Modulators of inflammation in Bronchopulmonary Dysplasia

Abstract

Over 50 years after its first description, Bronchopulmonary Dysplasia (BPD) remains a devastating pulmonary complication in preterm infants with respiratory failure and develops in 30-50% of infants less than 1000-gram birth weight. It is thought to involve ventilator- and oxygen-induced damage to an immature lung that results in an inflammatory response and ends in aberrant lung development with dysregulated angiogenesis and alveolarization. Significant morbidity and mortality are associated with this most common chronic lung disease of childhood. Thus, any therapies that decrease the incidence or severity of this condition would have significant impact on morbidity, mortality, human costs, and healthcare expenditure. It is clear that an inflammatory response and the elaboration of growth factors and cytokines are associated with the development of BPD. Numerous approaches to control the inflammatory process leading to the development of BPD have been attempted. This review will examine the anti-inflammatory approaches that are established or hold promise for the prevention or treatment of BPD.

Figure 1:. Pathogenesis of BPD and anti-inflammatory Interventions

Lung development occurs in five distinct but overlapping phases. Several antenatal factors can adversely influence lung development and include intrauterine growth restriction (IUGR), prolonged preterm rupture of membranes (PPROM) and chorioamnionitis. These factors all appear to activate the innate immune system and increase the expression of cytokines that result in inflammation. Among a multitude of effects, antenatal corticosteroid therapy accelerates lung development, in particular, the surfactant system. Preterm birth is often associated with initiation of ventilation and exposure to oxygen and an increased incidence of infections, all of which also result in the activation of the innate immune system and the elaboration of cytokines that drive inflammation. Lung development now has to occur ex-utero, is influenced by this inflammatory milieu, and results in an inhibition of alveolar and vascular development recognized as BPD. A number of strategies and approaches have been investigated to abrogate or dampen the inflammatory response. These are indicated in bold boxes in the figure and are discussed in the review. For additional abbreviations, please the text.

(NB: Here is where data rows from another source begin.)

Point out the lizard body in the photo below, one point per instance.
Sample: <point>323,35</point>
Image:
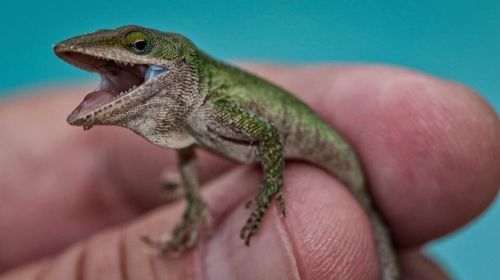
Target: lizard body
<point>165,89</point>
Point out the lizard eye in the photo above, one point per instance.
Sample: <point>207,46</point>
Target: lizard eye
<point>137,42</point>
<point>139,45</point>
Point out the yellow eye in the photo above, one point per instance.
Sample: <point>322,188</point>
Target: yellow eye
<point>137,42</point>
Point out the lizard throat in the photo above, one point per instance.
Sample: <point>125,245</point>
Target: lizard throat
<point>118,79</point>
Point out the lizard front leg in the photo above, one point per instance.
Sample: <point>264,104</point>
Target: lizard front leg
<point>196,214</point>
<point>270,150</point>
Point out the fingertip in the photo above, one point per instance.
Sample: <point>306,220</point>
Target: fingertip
<point>324,235</point>
<point>415,265</point>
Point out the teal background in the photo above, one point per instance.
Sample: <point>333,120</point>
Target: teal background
<point>457,40</point>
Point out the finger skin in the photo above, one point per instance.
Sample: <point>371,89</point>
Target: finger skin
<point>430,148</point>
<point>325,236</point>
<point>419,163</point>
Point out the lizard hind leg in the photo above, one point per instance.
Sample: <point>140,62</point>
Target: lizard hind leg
<point>263,199</point>
<point>196,217</point>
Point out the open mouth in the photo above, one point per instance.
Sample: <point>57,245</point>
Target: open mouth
<point>118,78</point>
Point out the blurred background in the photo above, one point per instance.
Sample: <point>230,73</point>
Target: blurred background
<point>457,40</point>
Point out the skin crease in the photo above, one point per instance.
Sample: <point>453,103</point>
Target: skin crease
<point>430,149</point>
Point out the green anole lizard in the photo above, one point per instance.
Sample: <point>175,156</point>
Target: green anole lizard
<point>162,87</point>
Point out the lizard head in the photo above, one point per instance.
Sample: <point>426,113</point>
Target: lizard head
<point>148,78</point>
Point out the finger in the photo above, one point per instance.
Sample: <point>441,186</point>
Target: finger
<point>324,236</point>
<point>415,265</point>
<point>325,233</point>
<point>430,148</point>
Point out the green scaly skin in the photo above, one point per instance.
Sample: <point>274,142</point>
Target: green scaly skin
<point>193,101</point>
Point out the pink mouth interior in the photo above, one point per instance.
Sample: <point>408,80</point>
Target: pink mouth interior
<point>116,80</point>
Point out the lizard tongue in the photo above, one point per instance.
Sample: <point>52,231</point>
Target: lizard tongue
<point>91,101</point>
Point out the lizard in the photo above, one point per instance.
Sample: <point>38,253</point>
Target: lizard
<point>165,89</point>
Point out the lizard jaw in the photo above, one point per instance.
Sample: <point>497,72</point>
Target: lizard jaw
<point>119,79</point>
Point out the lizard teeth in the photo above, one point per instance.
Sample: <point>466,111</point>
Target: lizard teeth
<point>153,71</point>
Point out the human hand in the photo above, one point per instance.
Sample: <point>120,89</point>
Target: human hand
<point>430,148</point>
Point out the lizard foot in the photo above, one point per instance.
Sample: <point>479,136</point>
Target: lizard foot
<point>262,202</point>
<point>186,233</point>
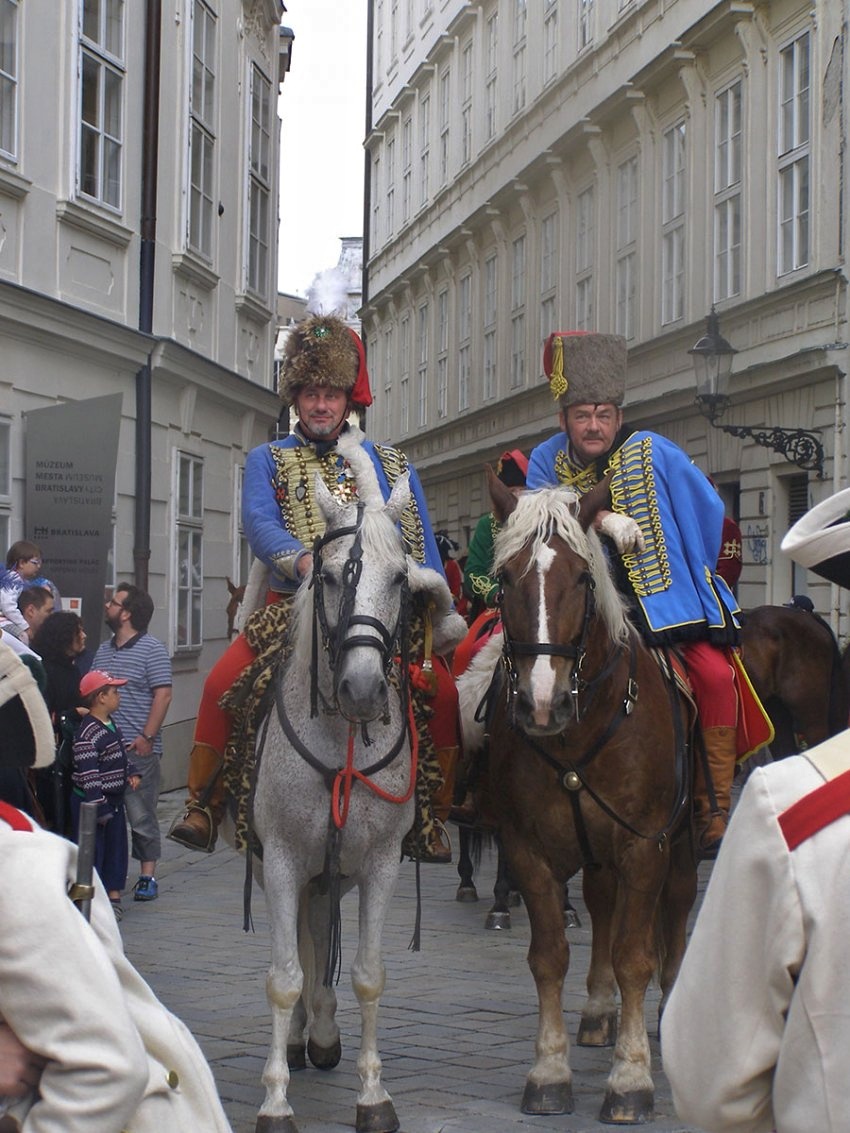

Figure 2:. Activation of the NLRP3 inflammasome and the utility of its blockade in the prevention of BPD

Interleukin 1 beta (IL1ß) is a master regulator of inflammation. Endogenous danger associated molecular patterns (DAMPs) activate the innate immune system to elaborate IL1ß. One such DAMP is low molecular weight hyaluronan (LMW HA), which is formed by the fragmentation of HMW HA by oxidative stress. Acting through the HA receptors RHAMM and CD44, LMW HA activates the transcription factor NFκB to transcriptionally upregulate pro-IL1ß. At the same time, the NLRP3 inflammasome is also activated which results in the formation of active caspase 1 which cleaves pro-IL1ß to IL1ß to initiate inflammation. The development of HA-binding peptides holds promise in interfering with the LMW HA-RHAMM-CD44 complex to prevent activation of the NLRP3 inflammasome system, which would be predicted to prevent the formation of IL1ß. Recombinant IL1 receptor antagonist will block the effects of IL1ß to also prevent its downstream actions. For additional abbreviations, please see the text.